Generate pairwise correlations for a vector of terms of interest.

Usage

calculate_corr(
 df,
 text_var,
 terms,
 min_freq = 10,
 corr_limits = c(-1, 1),
 n_corr = 75,
 hashtags = FALSE,
 mentions = FALSE,
 clean_text = FALSE
)

Arguments

df

A dataframe where each row is a separate post.

text_var

The variable containing the text which you want to explore.

terms

The terms of interest.
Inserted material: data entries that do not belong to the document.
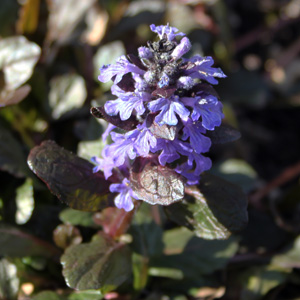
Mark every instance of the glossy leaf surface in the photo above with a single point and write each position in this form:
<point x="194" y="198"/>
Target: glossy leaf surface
<point x="213" y="210"/>
<point x="101" y="264"/>
<point x="70" y="177"/>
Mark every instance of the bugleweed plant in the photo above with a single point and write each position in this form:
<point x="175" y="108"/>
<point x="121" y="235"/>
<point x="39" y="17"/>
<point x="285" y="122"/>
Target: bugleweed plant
<point x="165" y="118"/>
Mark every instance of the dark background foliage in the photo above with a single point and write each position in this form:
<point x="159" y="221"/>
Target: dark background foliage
<point x="50" y="53"/>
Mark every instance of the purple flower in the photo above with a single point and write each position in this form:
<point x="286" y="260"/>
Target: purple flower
<point x="171" y="150"/>
<point x="202" y="163"/>
<point x="106" y="164"/>
<point x="185" y="82"/>
<point x="208" y="108"/>
<point x="168" y="107"/>
<point x="123" y="147"/>
<point x="126" y="103"/>
<point x="171" y="32"/>
<point x="145" y="53"/>
<point x="193" y="130"/>
<point x="144" y="141"/>
<point x="107" y="131"/>
<point x="202" y="69"/>
<point x="183" y="47"/>
<point x="124" y="199"/>
<point x="122" y="67"/>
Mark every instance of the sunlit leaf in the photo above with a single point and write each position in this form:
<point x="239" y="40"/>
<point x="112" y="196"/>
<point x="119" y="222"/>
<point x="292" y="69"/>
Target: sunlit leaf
<point x="18" y="56"/>
<point x="213" y="210"/>
<point x="9" y="281"/>
<point x="88" y="149"/>
<point x="67" y="92"/>
<point x="101" y="264"/>
<point x="17" y="243"/>
<point x="258" y="281"/>
<point x="24" y="202"/>
<point x="12" y="158"/>
<point x="70" y="177"/>
<point x="156" y="184"/>
<point x="15" y="96"/>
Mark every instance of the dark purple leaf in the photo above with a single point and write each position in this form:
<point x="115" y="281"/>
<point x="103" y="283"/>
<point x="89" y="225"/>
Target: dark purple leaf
<point x="70" y="177"/>
<point x="156" y="184"/>
<point x="213" y="210"/>
<point x="223" y="134"/>
<point x="99" y="112"/>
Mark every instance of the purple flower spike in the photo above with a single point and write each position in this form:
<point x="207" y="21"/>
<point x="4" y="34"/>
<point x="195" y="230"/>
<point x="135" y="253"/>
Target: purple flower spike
<point x="185" y="82"/>
<point x="122" y="67"/>
<point x="145" y="53"/>
<point x="171" y="32"/>
<point x="208" y="108"/>
<point x="199" y="142"/>
<point x="144" y="141"/>
<point x="171" y="150"/>
<point x="107" y="131"/>
<point x="184" y="47"/>
<point x="167" y="103"/>
<point x="168" y="107"/>
<point x="202" y="69"/>
<point x="124" y="199"/>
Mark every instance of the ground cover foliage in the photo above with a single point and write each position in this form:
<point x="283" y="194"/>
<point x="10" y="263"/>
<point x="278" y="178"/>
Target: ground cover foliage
<point x="61" y="236"/>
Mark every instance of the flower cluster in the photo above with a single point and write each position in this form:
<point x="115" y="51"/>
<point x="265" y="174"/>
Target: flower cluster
<point x="172" y="103"/>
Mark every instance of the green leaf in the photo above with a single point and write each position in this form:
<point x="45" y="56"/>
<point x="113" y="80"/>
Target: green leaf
<point x="9" y="282"/>
<point x="86" y="295"/>
<point x="214" y="209"/>
<point x="77" y="217"/>
<point x="67" y="92"/>
<point x="66" y="235"/>
<point x="24" y="202"/>
<point x="48" y="295"/>
<point x="18" y="57"/>
<point x="101" y="264"/>
<point x="88" y="149"/>
<point x="12" y="159"/>
<point x="258" y="281"/>
<point x="192" y="255"/>
<point x="237" y="171"/>
<point x="70" y="177"/>
<point x="289" y="259"/>
<point x="16" y="243"/>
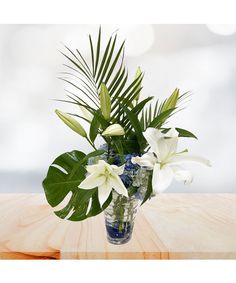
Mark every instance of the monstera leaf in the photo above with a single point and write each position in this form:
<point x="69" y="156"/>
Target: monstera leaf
<point x="64" y="176"/>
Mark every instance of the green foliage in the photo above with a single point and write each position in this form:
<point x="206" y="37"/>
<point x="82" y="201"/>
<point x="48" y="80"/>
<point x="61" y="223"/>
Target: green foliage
<point x="148" y="192"/>
<point x="64" y="176"/>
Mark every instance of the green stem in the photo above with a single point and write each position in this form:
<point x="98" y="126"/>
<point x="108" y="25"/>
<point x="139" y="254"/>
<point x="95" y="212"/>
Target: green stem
<point x="90" y="143"/>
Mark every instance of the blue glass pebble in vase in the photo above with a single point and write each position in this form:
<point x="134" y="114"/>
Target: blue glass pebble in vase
<point x="121" y="212"/>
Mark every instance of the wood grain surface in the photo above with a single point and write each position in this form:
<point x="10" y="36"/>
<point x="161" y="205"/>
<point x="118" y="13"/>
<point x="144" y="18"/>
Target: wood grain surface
<point x="170" y="226"/>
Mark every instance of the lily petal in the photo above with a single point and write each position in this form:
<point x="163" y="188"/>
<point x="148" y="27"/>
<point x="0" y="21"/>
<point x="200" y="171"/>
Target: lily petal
<point x="118" y="186"/>
<point x="119" y="170"/>
<point x="162" y="178"/>
<point x="146" y="160"/>
<point x="186" y="158"/>
<point x="103" y="193"/>
<point x="92" y="181"/>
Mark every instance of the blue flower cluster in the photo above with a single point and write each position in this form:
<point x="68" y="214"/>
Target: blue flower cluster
<point x="130" y="169"/>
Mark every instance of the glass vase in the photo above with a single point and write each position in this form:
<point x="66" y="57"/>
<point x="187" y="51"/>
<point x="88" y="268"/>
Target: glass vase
<point x="119" y="218"/>
<point x="121" y="212"/>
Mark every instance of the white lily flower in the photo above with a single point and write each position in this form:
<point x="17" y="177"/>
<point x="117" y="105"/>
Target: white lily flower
<point x="105" y="177"/>
<point x="164" y="159"/>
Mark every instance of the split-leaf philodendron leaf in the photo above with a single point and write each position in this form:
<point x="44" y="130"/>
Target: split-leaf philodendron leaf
<point x="64" y="176"/>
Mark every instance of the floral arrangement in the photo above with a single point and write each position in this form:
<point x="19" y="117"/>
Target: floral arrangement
<point x="139" y="157"/>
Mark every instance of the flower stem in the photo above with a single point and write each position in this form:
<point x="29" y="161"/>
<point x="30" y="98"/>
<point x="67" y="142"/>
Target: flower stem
<point x="90" y="143"/>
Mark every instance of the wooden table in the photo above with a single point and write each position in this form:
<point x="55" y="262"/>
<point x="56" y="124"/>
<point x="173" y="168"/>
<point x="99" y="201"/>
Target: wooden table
<point x="170" y="226"/>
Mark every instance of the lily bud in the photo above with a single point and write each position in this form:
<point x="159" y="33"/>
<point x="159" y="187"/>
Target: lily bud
<point x="86" y="113"/>
<point x="71" y="123"/>
<point x="105" y="102"/>
<point x="114" y="130"/>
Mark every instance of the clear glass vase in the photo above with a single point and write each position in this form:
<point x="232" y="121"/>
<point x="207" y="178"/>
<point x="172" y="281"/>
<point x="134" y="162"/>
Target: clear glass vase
<point x="121" y="212"/>
<point x="119" y="218"/>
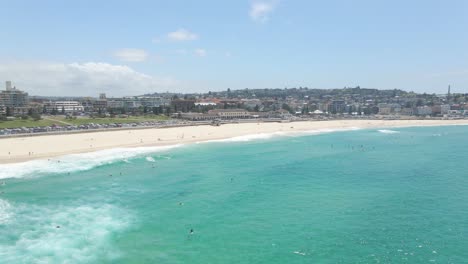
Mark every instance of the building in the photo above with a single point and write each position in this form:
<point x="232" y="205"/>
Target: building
<point x="12" y="97"/>
<point x="181" y="105"/>
<point x="230" y="113"/>
<point x="66" y="107"/>
<point x="424" y="110"/>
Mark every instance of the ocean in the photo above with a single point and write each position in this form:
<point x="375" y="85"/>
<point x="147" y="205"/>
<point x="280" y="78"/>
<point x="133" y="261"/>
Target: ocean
<point x="395" y="195"/>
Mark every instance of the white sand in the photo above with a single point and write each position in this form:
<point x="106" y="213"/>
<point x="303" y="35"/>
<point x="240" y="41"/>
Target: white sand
<point x="21" y="149"/>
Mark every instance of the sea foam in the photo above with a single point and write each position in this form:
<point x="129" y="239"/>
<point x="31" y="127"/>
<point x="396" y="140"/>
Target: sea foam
<point x="387" y="131"/>
<point x="87" y="161"/>
<point x="262" y="136"/>
<point x="75" y="162"/>
<point x="63" y="234"/>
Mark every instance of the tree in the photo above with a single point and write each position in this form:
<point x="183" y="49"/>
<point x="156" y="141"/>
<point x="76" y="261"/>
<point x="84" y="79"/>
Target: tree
<point x="36" y="116"/>
<point x="287" y="108"/>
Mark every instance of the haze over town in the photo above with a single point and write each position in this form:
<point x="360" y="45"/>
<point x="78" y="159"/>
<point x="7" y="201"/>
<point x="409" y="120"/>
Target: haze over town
<point x="143" y="47"/>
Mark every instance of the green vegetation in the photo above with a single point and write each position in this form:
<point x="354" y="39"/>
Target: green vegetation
<point x="25" y="123"/>
<point x="108" y="120"/>
<point x="61" y="121"/>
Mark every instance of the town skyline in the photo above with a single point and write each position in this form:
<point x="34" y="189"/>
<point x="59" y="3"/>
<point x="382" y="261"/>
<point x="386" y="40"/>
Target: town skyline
<point x="156" y="46"/>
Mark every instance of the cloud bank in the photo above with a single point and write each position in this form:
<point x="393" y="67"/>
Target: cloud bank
<point x="131" y="55"/>
<point x="82" y="79"/>
<point x="261" y="10"/>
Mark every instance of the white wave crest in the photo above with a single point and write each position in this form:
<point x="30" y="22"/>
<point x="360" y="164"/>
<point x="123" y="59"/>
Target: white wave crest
<point x="260" y="136"/>
<point x="150" y="159"/>
<point x="64" y="234"/>
<point x="387" y="131"/>
<point x="5" y="212"/>
<point x="75" y="162"/>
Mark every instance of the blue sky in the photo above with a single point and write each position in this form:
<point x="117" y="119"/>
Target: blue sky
<point x="132" y="47"/>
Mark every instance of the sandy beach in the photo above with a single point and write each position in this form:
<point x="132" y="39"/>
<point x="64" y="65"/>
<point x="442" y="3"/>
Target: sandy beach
<point x="20" y="149"/>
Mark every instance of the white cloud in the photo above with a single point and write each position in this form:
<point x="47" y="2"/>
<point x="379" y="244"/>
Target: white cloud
<point x="182" y="35"/>
<point x="82" y="79"/>
<point x="261" y="10"/>
<point x="181" y="51"/>
<point x="131" y="55"/>
<point x="200" y="52"/>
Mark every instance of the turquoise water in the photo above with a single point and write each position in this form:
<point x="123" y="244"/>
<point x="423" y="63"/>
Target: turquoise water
<point x="364" y="196"/>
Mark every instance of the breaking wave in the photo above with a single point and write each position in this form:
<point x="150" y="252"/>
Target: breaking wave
<point x="75" y="162"/>
<point x="387" y="131"/>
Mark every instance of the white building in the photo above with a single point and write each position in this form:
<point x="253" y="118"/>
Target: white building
<point x="66" y="107"/>
<point x="230" y="113"/>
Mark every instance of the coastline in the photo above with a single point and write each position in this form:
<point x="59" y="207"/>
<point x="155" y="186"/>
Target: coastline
<point x="22" y="149"/>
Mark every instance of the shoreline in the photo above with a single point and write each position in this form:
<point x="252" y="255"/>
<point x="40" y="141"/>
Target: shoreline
<point x="22" y="149"/>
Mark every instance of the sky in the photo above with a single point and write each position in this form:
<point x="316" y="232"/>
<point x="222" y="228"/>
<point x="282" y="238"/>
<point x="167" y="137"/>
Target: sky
<point x="86" y="47"/>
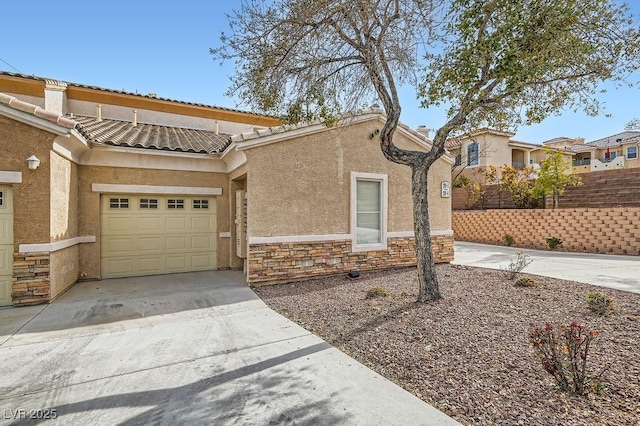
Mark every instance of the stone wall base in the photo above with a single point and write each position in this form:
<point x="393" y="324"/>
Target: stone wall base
<point x="31" y="279"/>
<point x="285" y="262"/>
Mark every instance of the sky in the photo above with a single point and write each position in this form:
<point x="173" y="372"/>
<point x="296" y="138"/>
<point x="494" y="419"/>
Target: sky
<point x="163" y="48"/>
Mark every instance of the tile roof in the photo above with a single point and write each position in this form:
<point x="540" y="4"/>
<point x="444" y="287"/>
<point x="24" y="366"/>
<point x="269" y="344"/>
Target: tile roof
<point x="124" y="92"/>
<point x="36" y="111"/>
<point x="150" y="136"/>
<point x="611" y="141"/>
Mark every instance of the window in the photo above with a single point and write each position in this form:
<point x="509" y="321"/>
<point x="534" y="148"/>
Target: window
<point x="368" y="211"/>
<point x="148" y="203"/>
<point x="472" y="154"/>
<point x="175" y="204"/>
<point x="118" y="203"/>
<point x="200" y="204"/>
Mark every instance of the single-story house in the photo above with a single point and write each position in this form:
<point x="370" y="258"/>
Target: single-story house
<point x="98" y="183"/>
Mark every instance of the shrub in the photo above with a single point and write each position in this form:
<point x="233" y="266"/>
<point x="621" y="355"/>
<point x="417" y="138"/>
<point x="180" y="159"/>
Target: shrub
<point x="554" y="242"/>
<point x="525" y="282"/>
<point x="564" y="355"/>
<point x="601" y="303"/>
<point x="516" y="265"/>
<point x="376" y="292"/>
<point x="509" y="239"/>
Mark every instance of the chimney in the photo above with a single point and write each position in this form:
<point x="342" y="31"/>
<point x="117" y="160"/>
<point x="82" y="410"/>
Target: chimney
<point x="55" y="96"/>
<point x="422" y="129"/>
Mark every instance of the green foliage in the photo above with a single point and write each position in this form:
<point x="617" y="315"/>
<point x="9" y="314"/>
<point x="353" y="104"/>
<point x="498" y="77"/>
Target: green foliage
<point x="555" y="174"/>
<point x="602" y="303"/>
<point x="564" y="355"/>
<point x="508" y="239"/>
<point x="525" y="282"/>
<point x="462" y="181"/>
<point x="520" y="186"/>
<point x="554" y="242"/>
<point x="376" y="292"/>
<point x="516" y="265"/>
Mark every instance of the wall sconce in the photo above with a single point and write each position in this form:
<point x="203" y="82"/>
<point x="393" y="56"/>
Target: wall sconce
<point x="33" y="162"/>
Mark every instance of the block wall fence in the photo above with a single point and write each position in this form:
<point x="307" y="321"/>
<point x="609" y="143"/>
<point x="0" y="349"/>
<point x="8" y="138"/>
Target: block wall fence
<point x="587" y="230"/>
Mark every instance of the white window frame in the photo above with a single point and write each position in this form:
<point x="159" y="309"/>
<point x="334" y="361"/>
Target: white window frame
<point x="384" y="205"/>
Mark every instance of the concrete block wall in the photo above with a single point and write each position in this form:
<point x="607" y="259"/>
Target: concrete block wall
<point x="285" y="262"/>
<point x="590" y="230"/>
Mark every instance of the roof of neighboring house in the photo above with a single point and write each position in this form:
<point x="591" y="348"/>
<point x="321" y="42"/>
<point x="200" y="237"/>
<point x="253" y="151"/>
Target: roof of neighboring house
<point x="150" y="136"/>
<point x="614" y="140"/>
<point x="122" y="92"/>
<point x="17" y="104"/>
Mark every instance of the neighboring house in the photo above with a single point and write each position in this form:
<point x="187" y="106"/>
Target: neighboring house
<point x="619" y="151"/>
<point x="485" y="147"/>
<point x="132" y="184"/>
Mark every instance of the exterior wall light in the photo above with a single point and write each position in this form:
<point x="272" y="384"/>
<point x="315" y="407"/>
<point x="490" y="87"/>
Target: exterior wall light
<point x="33" y="162"/>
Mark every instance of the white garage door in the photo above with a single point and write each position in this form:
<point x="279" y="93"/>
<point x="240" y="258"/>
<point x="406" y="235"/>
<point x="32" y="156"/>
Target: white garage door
<point x="156" y="234"/>
<point x="6" y="244"/>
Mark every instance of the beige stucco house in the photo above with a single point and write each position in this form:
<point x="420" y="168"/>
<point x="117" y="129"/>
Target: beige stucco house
<point x="98" y="184"/>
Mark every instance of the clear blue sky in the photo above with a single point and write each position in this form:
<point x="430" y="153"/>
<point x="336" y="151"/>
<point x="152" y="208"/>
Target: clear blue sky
<point x="163" y="48"/>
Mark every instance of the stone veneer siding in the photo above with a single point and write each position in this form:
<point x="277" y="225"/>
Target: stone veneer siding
<point x="284" y="262"/>
<point x="31" y="279"/>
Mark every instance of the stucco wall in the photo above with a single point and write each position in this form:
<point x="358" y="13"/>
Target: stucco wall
<point x="64" y="269"/>
<point x="89" y="205"/>
<point x="301" y="186"/>
<point x="31" y="197"/>
<point x="64" y="198"/>
<point x="592" y="230"/>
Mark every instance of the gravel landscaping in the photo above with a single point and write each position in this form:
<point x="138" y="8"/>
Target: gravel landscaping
<point x="469" y="354"/>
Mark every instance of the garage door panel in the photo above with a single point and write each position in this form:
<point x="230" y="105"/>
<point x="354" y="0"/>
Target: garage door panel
<point x="175" y="224"/>
<point x="149" y="244"/>
<point x="202" y="242"/>
<point x="176" y="243"/>
<point x="140" y="240"/>
<point x="149" y="265"/>
<point x="119" y="246"/>
<point x="151" y="224"/>
<point x="119" y="224"/>
<point x="203" y="224"/>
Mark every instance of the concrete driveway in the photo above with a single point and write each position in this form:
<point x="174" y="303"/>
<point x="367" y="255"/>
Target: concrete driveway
<point x="197" y="348"/>
<point x="619" y="272"/>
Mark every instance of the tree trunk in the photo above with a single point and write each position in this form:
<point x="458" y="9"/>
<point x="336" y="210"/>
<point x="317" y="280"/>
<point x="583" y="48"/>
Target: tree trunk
<point x="427" y="277"/>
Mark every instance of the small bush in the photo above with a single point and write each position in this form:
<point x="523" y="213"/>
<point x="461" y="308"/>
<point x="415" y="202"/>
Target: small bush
<point x="525" y="282"/>
<point x="376" y="292"/>
<point x="601" y="303"/>
<point x="554" y="242"/>
<point x="516" y="266"/>
<point x="509" y="239"/>
<point x="564" y="355"/>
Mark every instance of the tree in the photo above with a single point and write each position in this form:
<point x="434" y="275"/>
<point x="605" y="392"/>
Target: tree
<point x="555" y="174"/>
<point x="519" y="183"/>
<point x="493" y="62"/>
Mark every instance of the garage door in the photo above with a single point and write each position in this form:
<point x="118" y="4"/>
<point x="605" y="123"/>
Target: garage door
<point x="6" y="245"/>
<point x="156" y="234"/>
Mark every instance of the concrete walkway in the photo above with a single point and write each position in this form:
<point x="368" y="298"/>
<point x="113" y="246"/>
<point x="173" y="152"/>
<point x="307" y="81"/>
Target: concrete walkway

You can use multi-word phrases.

min_freq

The minimum number of times a term must be observed to be considered.

corr_limits

Numerical lower and upper bounds for correlations.

n_corr

The number of correlations to include (begins with the most positive within the range specified in corr_limits).

hashtags

Should hashtags be included?

mentions

Should mentions be included?

clean_text

Should the text variable be cleaned?

Value

A list containing a summary table and a tidygraph object suitable for a network visualisation.

Examples

{spinklr_export <- ParseR::sprinklr_export
x <- calculate_corr(
  df = sprinklr_export,
  text_var = Message,
  terms = c("bobby", "trump"),
  min_freq = 10,
  corr_limits = c(-1, 1),
  n_corr = 75,
  hashtags = TRUE,
  mentions = FALSE
)
viz_corr(x$viz)
}